We have identified several transcription factors that are directly regulated by Neurog2 and form a regulatory network that establishes the cortico-thalamic identity.

Layer 6 neurons are generated during a brief time window (at embryonic day 12.5 in the mouse). While forced expression of Neurog2 by in utero electroporation of cortical progenitors at embryonic day 12.5 generates extra cortico-thalamic neurons, the same experiment performed at embryonic day 13.5 has no such effect, demonstrating that progenitors have then lost the competence to respond to Neurog2 and differentiate into layer 6 neurons.

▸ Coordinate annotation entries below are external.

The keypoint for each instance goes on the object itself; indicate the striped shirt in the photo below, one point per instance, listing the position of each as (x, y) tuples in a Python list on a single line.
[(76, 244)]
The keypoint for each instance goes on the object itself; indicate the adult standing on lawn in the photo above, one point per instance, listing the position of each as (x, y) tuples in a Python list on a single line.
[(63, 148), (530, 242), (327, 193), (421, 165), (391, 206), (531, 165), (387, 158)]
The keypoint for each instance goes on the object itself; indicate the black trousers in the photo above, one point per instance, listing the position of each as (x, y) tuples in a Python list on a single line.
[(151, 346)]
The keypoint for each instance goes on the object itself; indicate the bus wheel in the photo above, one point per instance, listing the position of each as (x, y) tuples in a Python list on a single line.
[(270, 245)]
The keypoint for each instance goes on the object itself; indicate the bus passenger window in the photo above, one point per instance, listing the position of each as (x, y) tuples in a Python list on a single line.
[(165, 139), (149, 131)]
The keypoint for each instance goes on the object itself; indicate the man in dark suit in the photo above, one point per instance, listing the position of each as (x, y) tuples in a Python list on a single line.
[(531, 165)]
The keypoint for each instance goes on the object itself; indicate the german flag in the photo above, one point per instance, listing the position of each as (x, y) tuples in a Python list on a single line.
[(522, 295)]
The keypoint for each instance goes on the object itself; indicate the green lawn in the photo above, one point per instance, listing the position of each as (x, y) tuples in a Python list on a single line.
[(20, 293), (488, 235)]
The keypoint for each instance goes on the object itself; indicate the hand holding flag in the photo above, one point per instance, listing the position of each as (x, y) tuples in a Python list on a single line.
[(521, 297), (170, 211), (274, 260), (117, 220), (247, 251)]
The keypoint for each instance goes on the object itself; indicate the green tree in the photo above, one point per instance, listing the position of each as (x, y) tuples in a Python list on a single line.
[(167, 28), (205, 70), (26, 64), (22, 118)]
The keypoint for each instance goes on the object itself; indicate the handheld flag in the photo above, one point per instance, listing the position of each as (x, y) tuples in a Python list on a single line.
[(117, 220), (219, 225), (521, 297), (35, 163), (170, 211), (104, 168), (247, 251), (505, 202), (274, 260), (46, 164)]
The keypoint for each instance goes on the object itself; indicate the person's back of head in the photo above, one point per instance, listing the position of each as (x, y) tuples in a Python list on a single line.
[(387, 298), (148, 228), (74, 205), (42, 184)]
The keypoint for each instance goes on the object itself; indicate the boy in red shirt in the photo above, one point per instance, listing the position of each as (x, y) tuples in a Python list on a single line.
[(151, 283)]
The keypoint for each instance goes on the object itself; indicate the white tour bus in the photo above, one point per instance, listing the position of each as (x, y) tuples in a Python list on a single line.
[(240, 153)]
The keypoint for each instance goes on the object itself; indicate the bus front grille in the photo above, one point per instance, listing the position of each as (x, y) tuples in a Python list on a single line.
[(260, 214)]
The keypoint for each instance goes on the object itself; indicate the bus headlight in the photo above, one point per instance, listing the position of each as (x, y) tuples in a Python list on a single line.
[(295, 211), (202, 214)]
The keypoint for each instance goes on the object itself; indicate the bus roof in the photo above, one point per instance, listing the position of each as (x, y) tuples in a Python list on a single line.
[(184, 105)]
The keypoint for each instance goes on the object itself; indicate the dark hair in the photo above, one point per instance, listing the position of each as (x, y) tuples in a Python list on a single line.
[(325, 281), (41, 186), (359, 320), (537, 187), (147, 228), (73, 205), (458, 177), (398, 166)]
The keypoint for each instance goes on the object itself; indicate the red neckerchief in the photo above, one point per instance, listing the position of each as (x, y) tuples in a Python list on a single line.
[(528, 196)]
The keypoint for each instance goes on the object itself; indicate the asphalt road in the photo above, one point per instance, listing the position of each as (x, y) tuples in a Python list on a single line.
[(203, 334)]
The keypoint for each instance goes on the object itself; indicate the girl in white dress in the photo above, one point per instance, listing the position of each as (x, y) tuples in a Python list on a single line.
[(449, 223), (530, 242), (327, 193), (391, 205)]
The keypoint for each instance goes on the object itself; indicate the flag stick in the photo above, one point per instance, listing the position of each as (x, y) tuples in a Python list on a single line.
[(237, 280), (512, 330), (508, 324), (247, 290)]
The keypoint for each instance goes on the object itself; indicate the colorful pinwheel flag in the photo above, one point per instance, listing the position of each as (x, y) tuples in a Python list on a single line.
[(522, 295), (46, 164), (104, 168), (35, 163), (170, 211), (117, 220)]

Chromatin immunoprecipitation in day 13.5 electroporated progenitors has shown that Neurog2 retains the capacity to bind to the regulatory elements of its target genes but that an histone modification that marks compact chromatin has accumulated at Neurog2 binding sites.

Inactivation of components of the Polycomb Repressive Complex, which is involved in chromatin compaction and transcriptional silencing, in embryonic day 13.5 progenitors restores the capacity of ectopic Neurog2 to induce the formation of cortico-thalamic neurons, demonstrating that the Polycomb Repressive Complex is in part responsible for the loss of competence of day 13.5 progenitors to generate layer 6 neurons.

Interestingly, if the same experiment is performed at embryonic day 14.5, no cortico-thalamic neuron is generated demonstrating that an additional mechanism, which is independent of the Polycomb Repressive Complex and remains unidentified, restricts progenitor competence at this stage.